Sunday, 24 September 2023

Just about warm enough last night to sit for a few minutes in the lovely rose garden behind the Actors' Church before the concert. (I was well upholstered by a warm cardamom bun dripping in syrup. Best buns in London!) Then a bit of memorial-spotting in the interval.

Friday, 15 September 2023

Not setting the intellectual bar very high this week, as you'll have guessed from my last post - but I've been really enjoying this old-fashioned children's book and galloped through it in a couple of days. I read the Persephone edition but this old Puffin cover seems rather more appropriate than Persephone's elegant dove-grey jackets which would have had zero appeal to me as a 10-year-old. Warning: it's best to switch off your critical faculties and just wallow. Once you start nit-picking about feckless parents who abandon their children (think a dry-land version of Swallows and Amazons' 'only duffers drown') and wonder why none of the children seems even mildly distressed, let alone traumatised (perhaps because Daddy is a foul-tempered crank and Mummy's a drip); and why, even though there's a master-class in hay-box cooking, nobody explains how to go to the loo when you live in a barn (or were middle-class kiddies in the 1930s too well-bred to have bottoms?) .. no, best just to wallow. Though I did long to shake Sue, the elder girl, and get her to stop washing and cleaning for her brothers - even their hankies, yuck - and making their beds! Sue, you are training up three useless husbands for the next generation! And possibly this book should come with a warning about putting flighty ideas into parents' heads: 'Sorry, dearies, had a bang on the head, woke up half way up a mountain and forgot you brats existed' ... even today's helicopter parents might be sorely tempted!

Thursday, 14 September 2023

Guess it was inevitable - I kind of knew I'd crack in the end.

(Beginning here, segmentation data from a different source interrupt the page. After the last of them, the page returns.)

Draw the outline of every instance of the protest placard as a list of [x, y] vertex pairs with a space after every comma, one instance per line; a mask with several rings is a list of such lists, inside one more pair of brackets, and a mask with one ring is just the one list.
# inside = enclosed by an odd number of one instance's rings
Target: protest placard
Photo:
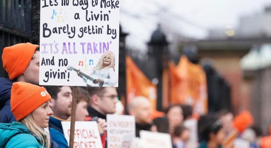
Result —
[[189, 129], [190, 132], [190, 137], [187, 145], [189, 148], [198, 148], [198, 121], [195, 119], [185, 120], [183, 125]]
[[40, 84], [117, 87], [119, 11], [118, 0], [41, 0]]
[[250, 144], [249, 142], [240, 139], [237, 139], [234, 141], [234, 148], [250, 148]]
[[[62, 121], [64, 135], [70, 140], [71, 122]], [[102, 148], [101, 138], [96, 121], [76, 121], [73, 148]]]
[[[107, 114], [107, 148], [130, 148], [136, 137], [135, 116]], [[132, 135], [132, 136], [131, 136]], [[126, 137], [125, 138], [124, 136]]]
[[140, 139], [144, 148], [172, 148], [171, 138], [169, 134], [141, 130]]

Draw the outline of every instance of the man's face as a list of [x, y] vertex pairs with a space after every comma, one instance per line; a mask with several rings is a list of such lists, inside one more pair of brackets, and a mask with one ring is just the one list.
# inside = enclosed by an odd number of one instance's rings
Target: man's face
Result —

Wednesday, 6 September 2023

That was absolutely the best night out ... great songs, brilliant set design, and we were greeted on arrival by Tower Bridge opening to let a tall ship through which was fun. It's 40 years since I last saw Guys & Dolls (gulp!) at the National Theatre with a very starry cast including Julia Mckenzie, Bob Hoskins and a very young Imelda Staunton - but honestly I think tonight was more fun. If my knees were 40 years younger, I'd have booked standing tickets - which really should be called dancing tickets! I must say I rather regretted my sensible, grown-up decision that we needed a seat. Still humming those tunea!

Sunday, 27 August 2023

So glad that I, Claudius has proved every bit as engrosing as it was back in 1976 when it was cult viewing in the college JCR. (Two TVs for the whole college and much bickering over channels ... those were the days!)
I'm down on thrift this week, having just destroyed my printer, seemingly by recycling scrap paper. (Well, how was I to know?) But then I often find that looking after pennies ends up costing pounds in the end. So, no - I'm not going to refashion my worn-out denim into a Japanese boro garment that's likely to become a collector's item. Still, there was something very satisfying about the Japanese Aesthetics of Recycling exhibition that appealed to my (well-buried) inner Marie Kondo. I'd never been to the Brunei Gallery; turns out I used to walk past it every other week on my way to seminars that, sadly, have moved on-line since the pandemic.
Nothing was wasted. Handmade washi paper was made from old ledgers and used as wrappings for kimonos or other bulky objects. (Perhaps I should have tried that with my stacks of old book proofs instead of jinxing the printer!) This one was made from pawn shop ledgers; the writing reveals that the family who deposited a kimono never managed to redeem it. The recycled papers were rendered waterproof with persimmon paste. And can you imagine having a jacket made from wisteria fibre - which actually looks quite tough. Or a kimono made from advertising banners for violet soap or camellia oil shampoo? The exhibition is free, always a good thing! And on a sunny afternoon last week, I sat for a while in the Japanese roof garden, that I never realised was there, reading my book and enjoying my bird's eye view over the rooftops of Bloomsbury.

Tuesday, 15 August 2023

I came across this book purely by chance, after reading a blurb at the back of another strange book by the same publisher - and having read it in two sittings (it's only 100pp), I can honestly say it's one of the most disturbing I've ever read. Up there with Shirley Jackson's The Lottery. 'They' are purging an idyllic pastoral England of art and artists - destroying books and tearing out bookplates to efface the memory of bookish gifts. 'They' loathe people who live alone, people who make things, people who are self-sufficient. 'They' maim writers and promote blaring television 24/7. 'They' was published in 1977 but seems more horribly relevant today. Of course, the reader smugly identifies as one of 'us', not one of 'them' - and I'm not sure that's altogether healthy, either.